Last Thursday’s lockdown in Australia’s second most populous state was to have run until today, following the detection of the first locally acquired cases in three months, but infections rose and the number of close contacts reached several thousand.
“If we let this thing run its course, it will explode,” the state’s acting Premier James Merlino told reporters in Melbourne.
“This variant of concern will become uncontrollable and people will die.”
“No one...wants to repeat last winter,” he added, referring to one of the world’s strictest and longest lockdowns that the southeastern state imposed in 2020 to leash a second wave of infections.
More than 800 people died in that outbreak, accounting for about 90% of Australia’s total deaths since the pandemic began.
Snap lockdowns, regional border curbs and tough social distancing rules have largely helped Australia suppress prior outbreaks and keep its Covid-19 figures relatively low, at just over 30,100 cases and 910 deaths.
Though Victoria’s daily cases have been in the single digits since the lockdown was imposed, officials fear even minimal contact could help spread the variant involved in the latest outbreak.
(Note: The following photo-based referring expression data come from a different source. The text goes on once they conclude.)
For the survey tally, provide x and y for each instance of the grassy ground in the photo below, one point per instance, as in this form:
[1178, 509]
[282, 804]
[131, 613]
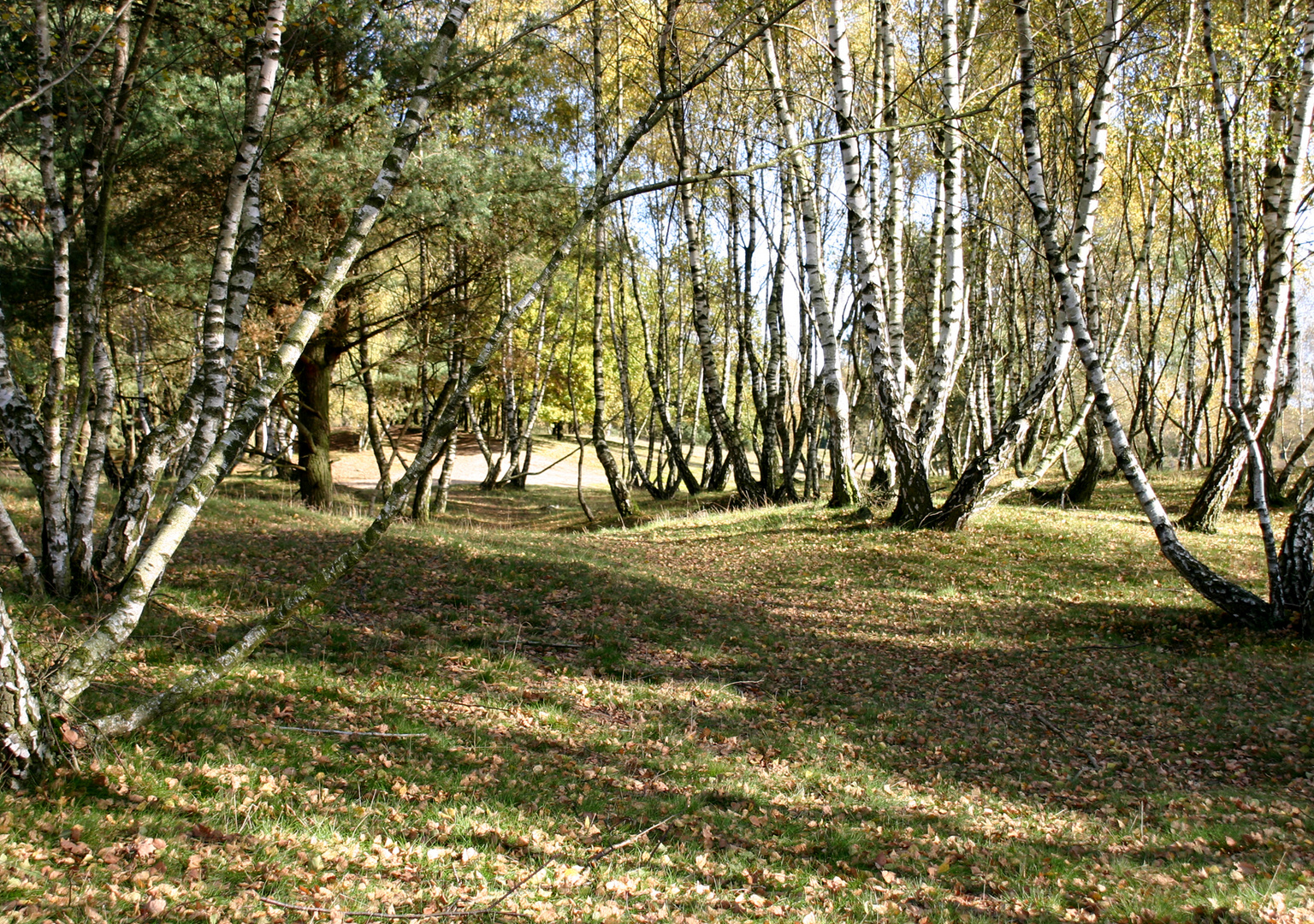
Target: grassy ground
[826, 722]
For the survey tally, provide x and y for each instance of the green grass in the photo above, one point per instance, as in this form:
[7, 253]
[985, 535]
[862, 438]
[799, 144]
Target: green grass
[1032, 720]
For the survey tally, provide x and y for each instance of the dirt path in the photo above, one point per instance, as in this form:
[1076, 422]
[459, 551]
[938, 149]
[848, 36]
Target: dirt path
[358, 470]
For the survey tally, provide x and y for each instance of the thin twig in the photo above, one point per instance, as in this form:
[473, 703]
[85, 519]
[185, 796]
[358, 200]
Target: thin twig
[1062, 734]
[1092, 649]
[612, 850]
[411, 916]
[347, 731]
[34, 95]
[535, 643]
[458, 702]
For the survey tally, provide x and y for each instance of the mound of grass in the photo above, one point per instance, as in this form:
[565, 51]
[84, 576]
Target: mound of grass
[778, 714]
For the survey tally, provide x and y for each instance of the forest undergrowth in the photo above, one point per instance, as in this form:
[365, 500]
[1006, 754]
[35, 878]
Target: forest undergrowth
[777, 714]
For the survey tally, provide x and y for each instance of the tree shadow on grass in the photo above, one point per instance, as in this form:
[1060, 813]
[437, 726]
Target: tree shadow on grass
[997, 755]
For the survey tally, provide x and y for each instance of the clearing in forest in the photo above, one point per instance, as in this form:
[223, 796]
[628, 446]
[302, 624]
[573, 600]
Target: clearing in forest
[772, 714]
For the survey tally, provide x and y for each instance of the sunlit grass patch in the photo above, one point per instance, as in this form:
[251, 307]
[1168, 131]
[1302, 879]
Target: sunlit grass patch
[826, 720]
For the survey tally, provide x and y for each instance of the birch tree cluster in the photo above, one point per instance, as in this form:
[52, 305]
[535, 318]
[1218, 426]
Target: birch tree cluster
[928, 254]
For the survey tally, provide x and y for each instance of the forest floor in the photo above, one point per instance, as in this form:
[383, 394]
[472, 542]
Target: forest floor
[772, 714]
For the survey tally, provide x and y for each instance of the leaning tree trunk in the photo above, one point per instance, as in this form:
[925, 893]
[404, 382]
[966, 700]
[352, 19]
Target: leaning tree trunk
[1232, 598]
[22, 743]
[1280, 203]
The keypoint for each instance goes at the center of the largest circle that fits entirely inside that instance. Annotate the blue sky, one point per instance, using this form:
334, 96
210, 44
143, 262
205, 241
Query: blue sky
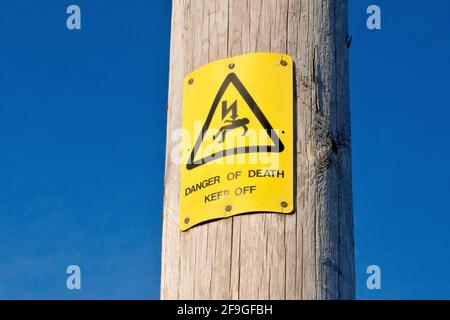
82, 140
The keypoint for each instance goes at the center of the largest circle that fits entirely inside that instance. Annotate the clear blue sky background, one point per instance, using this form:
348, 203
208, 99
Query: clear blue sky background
82, 138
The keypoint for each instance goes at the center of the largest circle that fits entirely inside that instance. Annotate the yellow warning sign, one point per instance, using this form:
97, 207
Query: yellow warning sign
238, 139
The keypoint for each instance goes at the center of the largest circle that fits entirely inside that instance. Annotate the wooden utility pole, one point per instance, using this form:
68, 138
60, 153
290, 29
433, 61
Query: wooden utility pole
308, 255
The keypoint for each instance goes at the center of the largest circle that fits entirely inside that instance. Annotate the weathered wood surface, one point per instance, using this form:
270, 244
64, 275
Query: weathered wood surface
308, 255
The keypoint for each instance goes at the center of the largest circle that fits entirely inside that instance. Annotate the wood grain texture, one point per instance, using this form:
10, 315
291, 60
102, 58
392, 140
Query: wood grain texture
308, 255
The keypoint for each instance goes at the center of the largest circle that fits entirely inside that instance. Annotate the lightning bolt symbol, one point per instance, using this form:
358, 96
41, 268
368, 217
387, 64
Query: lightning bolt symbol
232, 109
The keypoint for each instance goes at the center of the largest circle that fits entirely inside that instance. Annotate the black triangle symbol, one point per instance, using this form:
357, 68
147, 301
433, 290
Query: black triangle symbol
233, 79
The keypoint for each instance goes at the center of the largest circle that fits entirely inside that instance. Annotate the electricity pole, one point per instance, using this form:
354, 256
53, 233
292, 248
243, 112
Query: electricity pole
307, 255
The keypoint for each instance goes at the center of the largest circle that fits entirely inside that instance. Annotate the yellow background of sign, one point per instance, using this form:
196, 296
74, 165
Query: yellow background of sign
268, 79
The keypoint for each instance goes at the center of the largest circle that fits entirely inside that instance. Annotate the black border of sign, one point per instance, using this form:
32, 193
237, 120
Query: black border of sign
232, 78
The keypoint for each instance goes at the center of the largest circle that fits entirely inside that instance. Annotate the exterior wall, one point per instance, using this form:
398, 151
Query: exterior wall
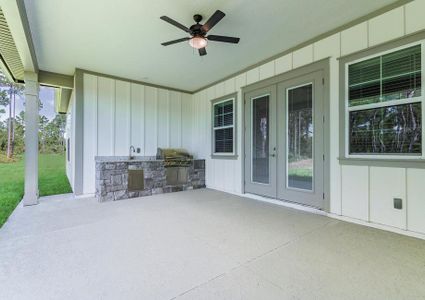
359, 192
117, 114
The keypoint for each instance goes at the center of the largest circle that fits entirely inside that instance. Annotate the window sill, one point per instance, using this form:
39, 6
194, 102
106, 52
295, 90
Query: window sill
224, 156
414, 163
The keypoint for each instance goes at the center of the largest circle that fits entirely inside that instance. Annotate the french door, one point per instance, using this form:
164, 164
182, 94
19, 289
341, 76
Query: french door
284, 136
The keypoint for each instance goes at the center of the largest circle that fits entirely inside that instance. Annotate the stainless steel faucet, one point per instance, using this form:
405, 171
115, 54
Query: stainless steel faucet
130, 156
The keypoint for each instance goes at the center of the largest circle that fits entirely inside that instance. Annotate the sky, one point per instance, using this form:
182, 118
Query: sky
47, 97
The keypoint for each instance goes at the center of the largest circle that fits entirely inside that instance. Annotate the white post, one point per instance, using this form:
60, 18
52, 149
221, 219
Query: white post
31, 139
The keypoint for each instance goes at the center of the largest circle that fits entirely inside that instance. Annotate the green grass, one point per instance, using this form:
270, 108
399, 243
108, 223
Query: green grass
52, 181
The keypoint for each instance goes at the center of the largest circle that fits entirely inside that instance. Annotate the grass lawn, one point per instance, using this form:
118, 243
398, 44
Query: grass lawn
52, 181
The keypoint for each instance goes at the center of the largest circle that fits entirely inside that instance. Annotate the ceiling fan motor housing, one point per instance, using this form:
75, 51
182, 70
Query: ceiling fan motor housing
197, 18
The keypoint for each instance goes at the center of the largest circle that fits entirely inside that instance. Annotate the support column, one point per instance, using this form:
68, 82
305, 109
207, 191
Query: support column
31, 138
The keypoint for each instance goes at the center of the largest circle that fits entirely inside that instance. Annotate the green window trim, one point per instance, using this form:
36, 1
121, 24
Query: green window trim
223, 127
388, 85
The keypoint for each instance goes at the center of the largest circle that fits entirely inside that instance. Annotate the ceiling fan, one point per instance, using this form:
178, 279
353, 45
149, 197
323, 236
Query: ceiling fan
198, 38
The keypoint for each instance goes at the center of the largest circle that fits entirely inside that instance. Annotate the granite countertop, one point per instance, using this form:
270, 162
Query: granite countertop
125, 158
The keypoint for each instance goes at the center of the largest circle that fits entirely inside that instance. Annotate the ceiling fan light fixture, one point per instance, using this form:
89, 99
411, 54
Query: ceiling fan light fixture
198, 42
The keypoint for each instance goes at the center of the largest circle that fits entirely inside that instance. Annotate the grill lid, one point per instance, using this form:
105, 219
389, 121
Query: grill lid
173, 154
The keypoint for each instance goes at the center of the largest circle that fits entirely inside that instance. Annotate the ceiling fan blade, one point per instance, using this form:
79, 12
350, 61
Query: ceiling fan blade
175, 23
213, 20
202, 51
175, 41
225, 39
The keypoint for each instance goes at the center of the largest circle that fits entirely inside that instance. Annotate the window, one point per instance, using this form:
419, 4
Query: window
223, 131
384, 104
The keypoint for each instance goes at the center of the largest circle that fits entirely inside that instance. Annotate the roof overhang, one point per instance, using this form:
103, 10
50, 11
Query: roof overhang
17, 54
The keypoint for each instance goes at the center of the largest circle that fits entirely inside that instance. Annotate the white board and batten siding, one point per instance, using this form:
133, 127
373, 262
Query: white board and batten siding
118, 114
358, 192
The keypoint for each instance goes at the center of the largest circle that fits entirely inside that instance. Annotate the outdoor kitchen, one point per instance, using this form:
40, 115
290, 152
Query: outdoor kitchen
171, 170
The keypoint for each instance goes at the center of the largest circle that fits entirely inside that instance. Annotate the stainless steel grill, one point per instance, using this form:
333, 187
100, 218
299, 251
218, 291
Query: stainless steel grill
174, 157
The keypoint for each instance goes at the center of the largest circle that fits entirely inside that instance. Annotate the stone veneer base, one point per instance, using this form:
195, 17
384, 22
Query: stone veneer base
112, 178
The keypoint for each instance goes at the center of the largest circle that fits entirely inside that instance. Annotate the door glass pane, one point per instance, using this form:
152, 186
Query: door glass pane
300, 137
260, 139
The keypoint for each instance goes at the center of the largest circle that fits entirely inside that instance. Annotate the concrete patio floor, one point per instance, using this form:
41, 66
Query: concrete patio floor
201, 244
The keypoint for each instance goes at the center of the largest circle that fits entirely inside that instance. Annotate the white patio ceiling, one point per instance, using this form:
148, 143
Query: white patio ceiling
122, 38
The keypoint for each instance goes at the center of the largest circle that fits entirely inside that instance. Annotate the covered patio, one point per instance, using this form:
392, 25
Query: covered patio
200, 244
272, 150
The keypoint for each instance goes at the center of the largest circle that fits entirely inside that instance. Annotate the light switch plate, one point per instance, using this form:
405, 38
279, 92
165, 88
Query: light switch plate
398, 203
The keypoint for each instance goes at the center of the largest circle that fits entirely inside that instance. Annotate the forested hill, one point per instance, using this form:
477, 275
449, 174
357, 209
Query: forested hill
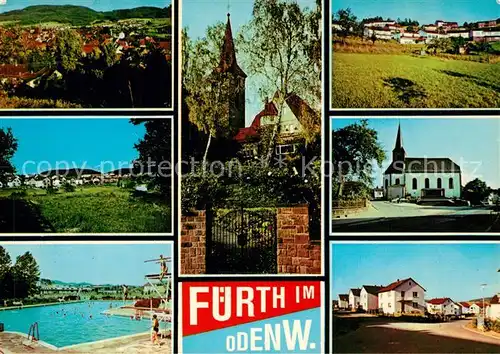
78, 15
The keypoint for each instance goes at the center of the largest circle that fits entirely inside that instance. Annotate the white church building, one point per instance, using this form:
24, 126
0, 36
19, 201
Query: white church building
420, 177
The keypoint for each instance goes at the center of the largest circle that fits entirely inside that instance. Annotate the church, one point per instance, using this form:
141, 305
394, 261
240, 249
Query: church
420, 177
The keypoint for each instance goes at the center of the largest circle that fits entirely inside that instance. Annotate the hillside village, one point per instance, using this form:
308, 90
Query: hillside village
407, 297
74, 177
483, 31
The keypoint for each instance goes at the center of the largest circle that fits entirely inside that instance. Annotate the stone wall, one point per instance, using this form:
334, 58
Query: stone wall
193, 242
297, 254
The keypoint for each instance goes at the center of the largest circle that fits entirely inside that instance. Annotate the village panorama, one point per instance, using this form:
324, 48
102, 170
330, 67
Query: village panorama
384, 62
69, 56
121, 185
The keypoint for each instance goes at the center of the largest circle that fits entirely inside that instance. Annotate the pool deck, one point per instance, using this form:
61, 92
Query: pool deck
12, 343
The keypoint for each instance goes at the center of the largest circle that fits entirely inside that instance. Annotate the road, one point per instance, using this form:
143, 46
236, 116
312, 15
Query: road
379, 335
384, 216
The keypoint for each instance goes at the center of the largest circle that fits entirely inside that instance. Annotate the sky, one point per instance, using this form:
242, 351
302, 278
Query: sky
472, 143
94, 263
424, 11
443, 270
98, 5
197, 15
73, 143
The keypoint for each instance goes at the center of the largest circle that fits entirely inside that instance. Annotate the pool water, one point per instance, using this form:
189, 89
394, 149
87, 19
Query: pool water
76, 323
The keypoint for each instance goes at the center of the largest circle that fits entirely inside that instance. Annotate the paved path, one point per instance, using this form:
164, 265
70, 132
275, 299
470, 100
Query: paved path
405, 217
383, 336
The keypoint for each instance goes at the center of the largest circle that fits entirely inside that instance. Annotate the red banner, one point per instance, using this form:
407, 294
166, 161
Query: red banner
208, 306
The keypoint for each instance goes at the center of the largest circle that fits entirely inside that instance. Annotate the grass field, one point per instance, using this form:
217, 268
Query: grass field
396, 81
87, 210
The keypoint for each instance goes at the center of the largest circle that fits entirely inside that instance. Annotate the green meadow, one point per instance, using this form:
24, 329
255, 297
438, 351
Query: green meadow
102, 209
365, 80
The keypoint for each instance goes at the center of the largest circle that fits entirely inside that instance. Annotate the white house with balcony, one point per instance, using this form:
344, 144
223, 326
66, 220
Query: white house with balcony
354, 298
493, 308
402, 296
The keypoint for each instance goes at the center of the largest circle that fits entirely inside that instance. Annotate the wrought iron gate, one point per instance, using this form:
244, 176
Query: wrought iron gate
241, 241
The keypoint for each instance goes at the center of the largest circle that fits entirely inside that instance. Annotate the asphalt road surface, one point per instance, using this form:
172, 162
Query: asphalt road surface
405, 217
383, 336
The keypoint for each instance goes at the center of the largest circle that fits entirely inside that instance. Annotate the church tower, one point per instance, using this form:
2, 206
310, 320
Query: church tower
398, 153
227, 63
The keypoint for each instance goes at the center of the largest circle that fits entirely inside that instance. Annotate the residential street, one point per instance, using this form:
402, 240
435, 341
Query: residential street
379, 335
384, 216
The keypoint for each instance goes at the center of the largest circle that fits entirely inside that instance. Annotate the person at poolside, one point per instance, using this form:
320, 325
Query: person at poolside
163, 267
156, 329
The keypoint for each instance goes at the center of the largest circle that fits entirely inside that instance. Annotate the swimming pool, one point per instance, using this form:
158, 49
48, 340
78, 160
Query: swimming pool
76, 323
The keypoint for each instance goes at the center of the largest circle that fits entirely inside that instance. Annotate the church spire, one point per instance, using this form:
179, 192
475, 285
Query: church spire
227, 61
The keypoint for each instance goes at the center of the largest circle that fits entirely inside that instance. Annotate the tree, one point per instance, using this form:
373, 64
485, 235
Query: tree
457, 43
8, 147
475, 191
274, 44
26, 275
354, 148
68, 50
347, 22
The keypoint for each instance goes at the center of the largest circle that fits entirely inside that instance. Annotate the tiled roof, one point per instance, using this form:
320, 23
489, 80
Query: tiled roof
439, 301
227, 61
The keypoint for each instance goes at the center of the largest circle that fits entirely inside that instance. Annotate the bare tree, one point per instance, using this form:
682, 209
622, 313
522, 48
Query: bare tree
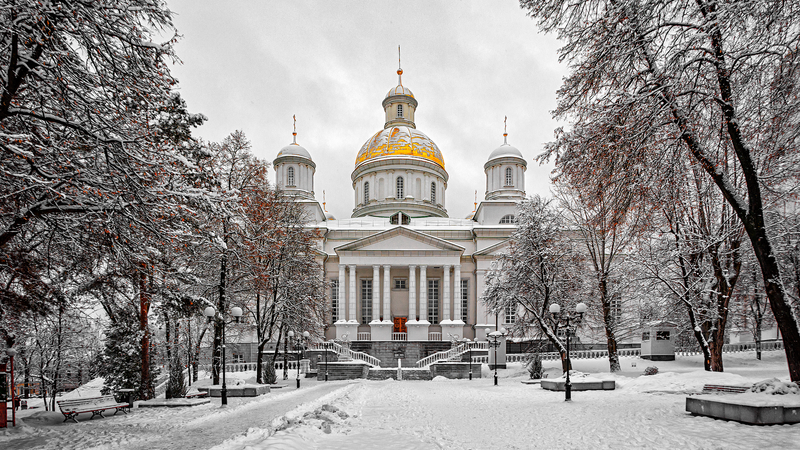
719, 79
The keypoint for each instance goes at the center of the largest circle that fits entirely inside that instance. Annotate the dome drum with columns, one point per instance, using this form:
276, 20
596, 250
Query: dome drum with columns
400, 269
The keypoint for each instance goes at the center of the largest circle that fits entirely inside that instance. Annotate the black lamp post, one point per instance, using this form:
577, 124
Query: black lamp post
294, 349
495, 339
563, 321
211, 313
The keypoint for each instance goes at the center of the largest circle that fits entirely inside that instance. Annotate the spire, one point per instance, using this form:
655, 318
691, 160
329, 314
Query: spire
399, 69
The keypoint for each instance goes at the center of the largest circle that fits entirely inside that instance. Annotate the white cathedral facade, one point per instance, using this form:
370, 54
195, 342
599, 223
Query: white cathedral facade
400, 269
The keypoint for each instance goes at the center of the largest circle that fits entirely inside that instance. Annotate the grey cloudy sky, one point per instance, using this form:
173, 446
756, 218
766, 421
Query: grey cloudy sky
251, 65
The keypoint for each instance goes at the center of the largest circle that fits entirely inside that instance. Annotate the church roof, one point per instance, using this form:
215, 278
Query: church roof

Six new locally acquired cases were reported yesterday, versus nine a day earlier, taking to 60 the tally of infections in the latest outbreak.
Health authorities have said the variant could take just one day to pass from person to person, versus the five or six days of contact required for transmission of earlier variants.
For now, Melbourne’s 5mn residents face a second week of being allowed to leave home only for essential work, healthcare, grocery shopping, exercise or a vaccination. But this restriction is likely to be relaxed for people elsewhere in the state, depending on any local transmission in the next 24 hours, while other measures, such as mandatory masks, will stay.
The latest outbreak has been traced back to a traveller who returned from overseas, authorities have said.
The individual left hotel quarantine in the state of South Australia after testing negative, but subsequently tested positive in Melbourne.